It’s been an interesting 24 hours in the life of THE BIG BRAND. I’m settling into life down here rather well, as you can tell from the picture, and Dylan says that I fit right in, and would scare the bejebus out of any opposition if I preformed my war dance dressed like this with my tongue out. Nevertheless, First of all, I get interviewed by many UK outlets, including the Mail.
They asked me a few questions, no doubt hoping for a glimpse into the real GUN SHOW, but I think I mostly fenced them off and didn’t make myself into too much of a fool. I did say that I’d like to DOMINATE in other sports that the whole of England watches, like golf, which in hindsight isn’t a sport, but other than that I did quite well.
I’m always happy to reveal secrets of the domestic life at Casa del HASQUE, and it was nice to be able to talk about my cooking. I’m a big fan of Jamie Oliver, and I love his whole 30 minute meal thing, as it gives me more time in the gym, but I’m not one to hang around and I DOMINATE the kitchen to such an extent that what it takes a mere mortal 30 minutes to do, I can spank out in 20.
I particularly liked the question about which actor could possibly play THE GUN SHOW. I really struggled with this, because actors are just (like footballers) pathetic girly men who play act for a living, and none of them have the required musculature to represent THE BIG FUCKING BRAND properly. In the end, I was going to say Dolph Lundgren because I’m all converted to Sweden after watching a few of their films. Not that Seventh Seal shit (playing fucking chess with death for fuck’s sake), but some of the other ones on my hard drive which mostly consists of blonde lesbians with big boobs wrestling in baby oil. The last one I saw, actually, may well represent the zenith of cinema as an art form, but I’ll always hold a special place in my heart for Shaving Ryan’s Privates. Nevertheless, the BIG BRAND represents England, so there’s no other person than the man that plays iconic Scot-Swiss Spy James Bond for the job, Daniel Craig. What an action man, but he needs to do some time in the gym if he wants to get some proper guns for the job.
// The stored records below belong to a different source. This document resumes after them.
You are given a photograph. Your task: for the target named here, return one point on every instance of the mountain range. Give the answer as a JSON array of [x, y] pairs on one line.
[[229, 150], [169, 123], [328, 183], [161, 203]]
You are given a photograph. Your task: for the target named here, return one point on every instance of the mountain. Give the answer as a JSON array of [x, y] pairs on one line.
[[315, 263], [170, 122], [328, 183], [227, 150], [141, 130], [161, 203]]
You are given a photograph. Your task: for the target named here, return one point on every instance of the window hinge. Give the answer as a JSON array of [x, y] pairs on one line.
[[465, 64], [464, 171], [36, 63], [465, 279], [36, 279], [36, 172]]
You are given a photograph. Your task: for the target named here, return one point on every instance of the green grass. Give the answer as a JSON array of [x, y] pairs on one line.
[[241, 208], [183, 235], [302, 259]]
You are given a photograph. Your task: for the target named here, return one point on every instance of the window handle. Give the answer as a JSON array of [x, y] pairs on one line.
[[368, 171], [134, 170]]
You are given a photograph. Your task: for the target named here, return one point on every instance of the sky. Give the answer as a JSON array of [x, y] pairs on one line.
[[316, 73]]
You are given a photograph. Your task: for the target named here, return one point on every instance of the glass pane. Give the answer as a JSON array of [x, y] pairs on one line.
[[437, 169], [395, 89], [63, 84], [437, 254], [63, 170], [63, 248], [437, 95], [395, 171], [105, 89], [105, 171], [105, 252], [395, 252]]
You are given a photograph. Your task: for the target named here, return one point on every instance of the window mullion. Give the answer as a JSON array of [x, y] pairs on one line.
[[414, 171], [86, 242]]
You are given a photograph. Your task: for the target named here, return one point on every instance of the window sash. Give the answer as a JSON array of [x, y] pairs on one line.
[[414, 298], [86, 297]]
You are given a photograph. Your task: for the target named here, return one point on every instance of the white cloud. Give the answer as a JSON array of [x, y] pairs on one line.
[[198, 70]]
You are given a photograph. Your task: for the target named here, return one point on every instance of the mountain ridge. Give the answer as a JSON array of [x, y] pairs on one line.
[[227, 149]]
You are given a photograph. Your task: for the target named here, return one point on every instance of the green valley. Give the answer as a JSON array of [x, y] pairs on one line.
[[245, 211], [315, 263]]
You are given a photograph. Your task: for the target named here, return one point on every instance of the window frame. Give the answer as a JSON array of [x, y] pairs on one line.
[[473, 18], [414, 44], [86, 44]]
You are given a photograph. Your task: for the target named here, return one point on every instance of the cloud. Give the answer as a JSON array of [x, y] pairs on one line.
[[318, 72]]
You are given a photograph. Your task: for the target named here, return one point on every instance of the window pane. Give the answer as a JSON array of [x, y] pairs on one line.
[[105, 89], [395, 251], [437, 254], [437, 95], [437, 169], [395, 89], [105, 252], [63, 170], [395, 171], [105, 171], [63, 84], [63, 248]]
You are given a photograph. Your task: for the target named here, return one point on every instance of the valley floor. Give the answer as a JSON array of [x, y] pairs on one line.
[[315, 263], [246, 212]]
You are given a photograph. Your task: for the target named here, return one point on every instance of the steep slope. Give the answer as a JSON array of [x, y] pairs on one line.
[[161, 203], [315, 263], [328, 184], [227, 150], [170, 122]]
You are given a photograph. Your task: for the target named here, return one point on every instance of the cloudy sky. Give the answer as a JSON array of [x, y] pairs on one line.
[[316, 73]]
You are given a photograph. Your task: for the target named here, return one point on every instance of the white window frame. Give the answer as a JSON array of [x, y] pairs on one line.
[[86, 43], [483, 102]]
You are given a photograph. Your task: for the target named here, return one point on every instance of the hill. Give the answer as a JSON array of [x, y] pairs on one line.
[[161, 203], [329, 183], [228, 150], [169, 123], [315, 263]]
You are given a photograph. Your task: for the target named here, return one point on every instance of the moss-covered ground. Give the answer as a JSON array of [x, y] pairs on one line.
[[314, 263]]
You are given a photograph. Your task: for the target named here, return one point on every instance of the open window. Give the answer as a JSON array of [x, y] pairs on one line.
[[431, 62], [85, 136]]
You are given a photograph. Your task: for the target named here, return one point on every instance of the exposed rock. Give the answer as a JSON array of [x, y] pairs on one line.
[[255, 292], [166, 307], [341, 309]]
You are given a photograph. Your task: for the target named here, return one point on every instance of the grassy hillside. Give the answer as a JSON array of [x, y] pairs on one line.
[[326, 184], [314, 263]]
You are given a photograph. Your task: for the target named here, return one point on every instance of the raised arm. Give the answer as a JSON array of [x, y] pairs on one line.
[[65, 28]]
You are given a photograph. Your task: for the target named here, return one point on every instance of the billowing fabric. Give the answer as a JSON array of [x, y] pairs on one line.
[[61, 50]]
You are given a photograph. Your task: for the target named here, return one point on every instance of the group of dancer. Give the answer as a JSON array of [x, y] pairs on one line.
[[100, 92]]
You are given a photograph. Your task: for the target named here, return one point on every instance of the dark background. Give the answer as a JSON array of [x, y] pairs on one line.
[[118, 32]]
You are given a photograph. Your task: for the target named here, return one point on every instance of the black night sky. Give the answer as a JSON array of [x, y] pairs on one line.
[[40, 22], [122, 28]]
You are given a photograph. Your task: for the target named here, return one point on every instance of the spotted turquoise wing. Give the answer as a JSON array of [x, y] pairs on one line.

On the squad selection, it was no surprise to see that the grand Monobrow himself picked me to DOMINATE at number 8. Sadly, the Scots usual player is injured as I was looking forward to DOMINATING him utterly given that he not only wears a skirt for formal events, but also has a girlie name. Seriously, he needs a nickname or something, as Kelly is just not going to tell the opposition that he’s coming to DOMINATE. Maybe he needs to be called Claymore or something. I’ll have a think about it, and use some of my WORLD CLASS BANTER TM to come up with something appropriate.
The only strange thing is that Jonno has picked Easter on the bench. Woody, usually a very quiet person, was absolutely livid. He didn’t say much, just got up and walked out of the meeting. Funnily enough, Easter didn’t say much either, but that’s not a shock seeing as he wasn’t there. I wouldn’t put it past Woody to arrange an unfortunate accident for the butterball, but he’ll have to find him first. I was going to try to cheer Woody up with some WORLD CLASS BANTERTM, but I’d used it all up lightening Dave Aldred’s mood. All I said to him was “Cheer up mate, at least you’ll make history as the first rugby coach to be banned for fiddling with your balls” (I hadn’t even got to my really funny material yet about how the ban will give him enough time to work out what the fuck is wrong with Jonny’s kicking) when he told me to exit promptly and perform an anatomically impossible act on myself.
Well really, how rude!
Still, it’ll be a good game on the weekend, and I’m standing at half mast even thinking about it. Now should I watch Porn with the Wind or White Girls Can’t Hump?